Like some other invasives, garlic mustard, Alliaria petiolata, was
introduced to this continent as a potherb by early settlers. Now it carpets
woodlands in the Midwest, on the East Coast and along the Appalachian Trail,
releasing toxins through its roots to inhibit the native plants it is
rapidly displacing. Wildlife, from deer to butterflies, reject garlic
mustard, increasing its competitiveness with native plants. In early summer
its 3-foot flowering stems turn brown, giving the landscape a stricken look.
I thought the Triangle had been miraculously spared this pest, until I found
it three years ago growing along a tributary of Ellerbe Creek that flows out
of downtown Durham. How it hitchhiked into Durham is unclear, but the future
is easy to guess. If left unchecked, year by year it will spread across the
city and down Ellerbe Creek to Falls Lake, eventually becoming established
throughout the Neuse River basin.

Motivated by this nightmare vision -- of further ecological degradation of
the Piedmont, of hapless gardeners and park stewards burning more hours
battling yet another exotic weed -- we have been striking while the garlic
mustards are still few in number and limited in scope. Eradicate them from
Ellerbe Creek and we just might spare all lands and people downstream,
including Raleigh.
This year, our ragtag army included two Ellerbe Creek Watershed Association
volunteers, four Duke students and a passerby who offered to wade into the
creek in her tennis shoes to help out.

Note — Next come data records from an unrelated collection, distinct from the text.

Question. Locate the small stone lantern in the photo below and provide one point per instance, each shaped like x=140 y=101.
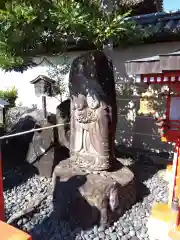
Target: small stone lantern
x=43 y=86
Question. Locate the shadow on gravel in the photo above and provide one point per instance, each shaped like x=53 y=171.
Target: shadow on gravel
x=143 y=168
x=71 y=213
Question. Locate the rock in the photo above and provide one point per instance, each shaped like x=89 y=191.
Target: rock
x=91 y=193
x=50 y=228
x=93 y=111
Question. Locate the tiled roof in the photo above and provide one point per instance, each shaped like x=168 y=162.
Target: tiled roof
x=160 y=24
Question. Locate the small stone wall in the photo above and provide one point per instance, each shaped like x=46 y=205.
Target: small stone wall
x=134 y=130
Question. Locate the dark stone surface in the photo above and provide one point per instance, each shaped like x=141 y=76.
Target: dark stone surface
x=92 y=198
x=63 y=117
x=93 y=111
x=91 y=185
x=41 y=150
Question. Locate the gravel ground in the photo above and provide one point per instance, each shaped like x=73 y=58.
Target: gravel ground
x=41 y=224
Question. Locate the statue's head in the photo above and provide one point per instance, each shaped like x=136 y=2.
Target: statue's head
x=93 y=100
x=79 y=102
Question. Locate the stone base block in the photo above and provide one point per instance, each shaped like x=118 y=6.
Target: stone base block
x=92 y=197
x=158 y=224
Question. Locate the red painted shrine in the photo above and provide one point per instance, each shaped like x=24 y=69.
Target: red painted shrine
x=164 y=222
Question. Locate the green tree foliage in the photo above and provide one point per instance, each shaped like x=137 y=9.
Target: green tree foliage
x=29 y=27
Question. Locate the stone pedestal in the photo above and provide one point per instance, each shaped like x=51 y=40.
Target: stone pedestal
x=92 y=197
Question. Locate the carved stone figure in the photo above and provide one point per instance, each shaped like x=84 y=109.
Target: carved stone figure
x=93 y=112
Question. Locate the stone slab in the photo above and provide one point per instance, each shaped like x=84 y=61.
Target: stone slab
x=92 y=197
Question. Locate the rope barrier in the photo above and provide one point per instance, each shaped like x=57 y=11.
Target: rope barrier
x=32 y=130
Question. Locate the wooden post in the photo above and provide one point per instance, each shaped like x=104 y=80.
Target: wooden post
x=174 y=188
x=2 y=213
x=44 y=106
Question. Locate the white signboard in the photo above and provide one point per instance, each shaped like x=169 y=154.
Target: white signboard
x=174 y=108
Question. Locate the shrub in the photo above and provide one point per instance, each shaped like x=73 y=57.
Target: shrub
x=9 y=95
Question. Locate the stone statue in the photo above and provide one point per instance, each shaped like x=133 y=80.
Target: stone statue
x=91 y=141
x=109 y=187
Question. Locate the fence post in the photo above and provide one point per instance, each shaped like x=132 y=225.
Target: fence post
x=2 y=213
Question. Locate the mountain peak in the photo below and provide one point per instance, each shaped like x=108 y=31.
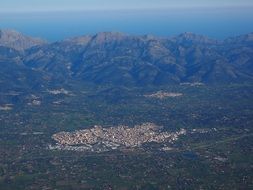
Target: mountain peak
x=13 y=39
x=108 y=36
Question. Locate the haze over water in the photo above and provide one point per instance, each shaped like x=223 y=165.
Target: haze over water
x=213 y=21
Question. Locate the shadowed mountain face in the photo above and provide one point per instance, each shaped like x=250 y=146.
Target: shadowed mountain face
x=119 y=59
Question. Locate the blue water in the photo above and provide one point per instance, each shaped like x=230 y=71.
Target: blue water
x=52 y=26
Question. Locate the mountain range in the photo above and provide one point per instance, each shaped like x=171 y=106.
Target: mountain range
x=112 y=58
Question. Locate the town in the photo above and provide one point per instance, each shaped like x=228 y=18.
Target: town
x=101 y=139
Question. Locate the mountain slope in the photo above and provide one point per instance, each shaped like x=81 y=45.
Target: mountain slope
x=117 y=59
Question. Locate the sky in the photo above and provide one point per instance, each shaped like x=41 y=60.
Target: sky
x=59 y=19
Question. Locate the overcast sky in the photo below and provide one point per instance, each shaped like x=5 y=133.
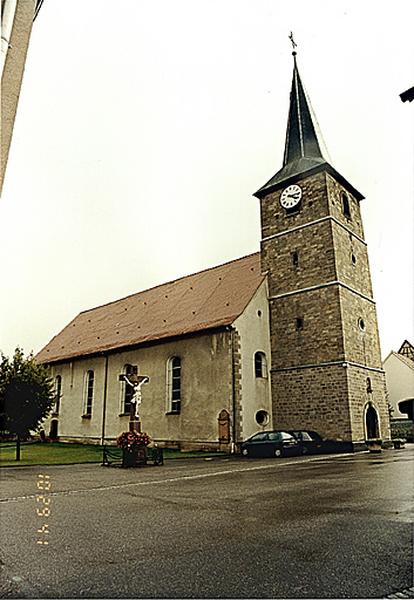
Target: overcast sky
x=145 y=126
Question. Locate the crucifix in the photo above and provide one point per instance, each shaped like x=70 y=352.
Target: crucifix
x=136 y=382
x=294 y=44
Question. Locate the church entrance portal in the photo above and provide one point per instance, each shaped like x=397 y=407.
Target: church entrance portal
x=53 y=429
x=371 y=423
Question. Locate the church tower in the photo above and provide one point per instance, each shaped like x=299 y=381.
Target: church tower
x=326 y=370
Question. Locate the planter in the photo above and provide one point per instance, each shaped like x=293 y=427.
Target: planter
x=398 y=444
x=134 y=456
x=374 y=445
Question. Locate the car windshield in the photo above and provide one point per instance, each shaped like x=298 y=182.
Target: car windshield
x=259 y=437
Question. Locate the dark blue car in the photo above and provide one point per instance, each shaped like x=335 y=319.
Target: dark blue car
x=271 y=443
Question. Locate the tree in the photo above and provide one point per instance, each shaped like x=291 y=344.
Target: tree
x=26 y=395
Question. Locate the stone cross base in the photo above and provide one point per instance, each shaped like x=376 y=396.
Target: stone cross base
x=135 y=425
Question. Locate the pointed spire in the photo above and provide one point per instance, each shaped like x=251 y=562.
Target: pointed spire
x=302 y=146
x=301 y=138
x=303 y=154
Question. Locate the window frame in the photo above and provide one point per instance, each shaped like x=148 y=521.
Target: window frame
x=58 y=393
x=346 y=206
x=174 y=385
x=88 y=393
x=260 y=365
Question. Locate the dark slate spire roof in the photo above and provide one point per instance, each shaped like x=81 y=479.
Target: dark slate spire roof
x=301 y=138
x=303 y=154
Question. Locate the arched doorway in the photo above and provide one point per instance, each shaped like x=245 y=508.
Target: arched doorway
x=371 y=423
x=53 y=429
x=224 y=427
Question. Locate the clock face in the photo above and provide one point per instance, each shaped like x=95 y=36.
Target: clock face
x=290 y=196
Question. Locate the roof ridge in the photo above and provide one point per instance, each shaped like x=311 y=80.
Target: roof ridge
x=168 y=283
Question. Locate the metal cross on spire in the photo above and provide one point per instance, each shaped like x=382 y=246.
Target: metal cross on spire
x=294 y=44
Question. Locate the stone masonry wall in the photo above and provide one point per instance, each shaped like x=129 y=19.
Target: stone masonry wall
x=360 y=398
x=361 y=345
x=315 y=258
x=320 y=340
x=315 y=399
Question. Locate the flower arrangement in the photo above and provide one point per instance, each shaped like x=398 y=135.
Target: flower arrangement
x=132 y=438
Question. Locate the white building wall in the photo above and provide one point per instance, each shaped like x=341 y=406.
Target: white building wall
x=253 y=328
x=400 y=382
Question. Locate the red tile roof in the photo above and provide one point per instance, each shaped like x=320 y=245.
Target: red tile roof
x=212 y=298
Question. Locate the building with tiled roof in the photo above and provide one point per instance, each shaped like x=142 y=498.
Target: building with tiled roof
x=399 y=372
x=286 y=338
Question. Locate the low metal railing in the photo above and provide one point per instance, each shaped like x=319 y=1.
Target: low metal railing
x=113 y=456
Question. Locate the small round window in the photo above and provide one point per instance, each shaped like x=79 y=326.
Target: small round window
x=262 y=417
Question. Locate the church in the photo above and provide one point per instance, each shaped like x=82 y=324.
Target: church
x=286 y=338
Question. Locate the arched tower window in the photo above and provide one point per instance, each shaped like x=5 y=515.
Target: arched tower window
x=260 y=364
x=128 y=390
x=58 y=392
x=371 y=423
x=174 y=384
x=346 y=209
x=88 y=393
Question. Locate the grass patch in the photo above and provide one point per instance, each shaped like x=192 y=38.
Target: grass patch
x=59 y=453
x=56 y=453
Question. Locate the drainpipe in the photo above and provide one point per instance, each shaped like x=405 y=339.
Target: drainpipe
x=104 y=399
x=7 y=18
x=233 y=395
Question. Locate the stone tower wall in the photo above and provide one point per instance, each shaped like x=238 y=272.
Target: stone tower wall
x=318 y=272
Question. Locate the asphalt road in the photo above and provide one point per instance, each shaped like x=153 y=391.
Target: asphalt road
x=310 y=527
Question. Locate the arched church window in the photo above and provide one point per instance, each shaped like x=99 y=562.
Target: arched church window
x=260 y=364
x=58 y=392
x=174 y=384
x=346 y=209
x=128 y=390
x=88 y=393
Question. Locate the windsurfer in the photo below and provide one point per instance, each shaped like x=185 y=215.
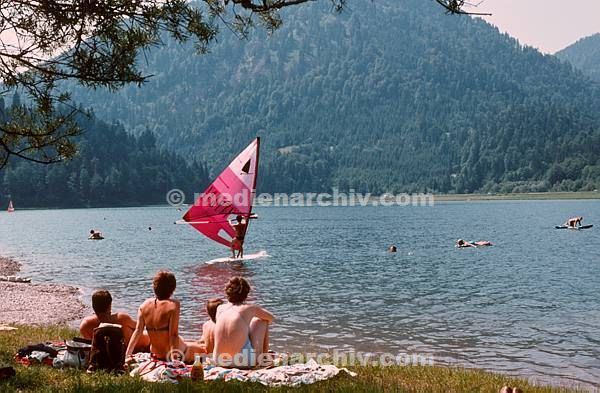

That doesn't sound like many, but the
fact that we cleared nearly all the garlic mustard from several miles of
creek in 21 total hours speaks to the cost advantage of stopping new
infestations before they become overwhelming.

The coincidence of our weed-pulling with Earth Day cleanups sponsored by the
city allowed us to merge weed-pulling with trash cleanup. Bottles, cans and
garlic mustard -- essentially a biological pollutant -- all went into the
same garbage bags for landfilling.

Because garlic mustard seeds remain viable in the soil, we will have to
return to the creek next year, and for several years after that, making
thorough sweeps until no garlic mustard is found. Maybe some grants will
come along to sustain these quiet struggles to save our natural heritage;
maybe state government will adequately fund a rapid reaction force to
eradicate small infestations such as this.
In the meantime, as you enjoy the shade of an oak, the beauty of maples in
fall splendor and the time you didn't spend weeding garlic mustard from your
garden, realize that nothing can be taken for granted.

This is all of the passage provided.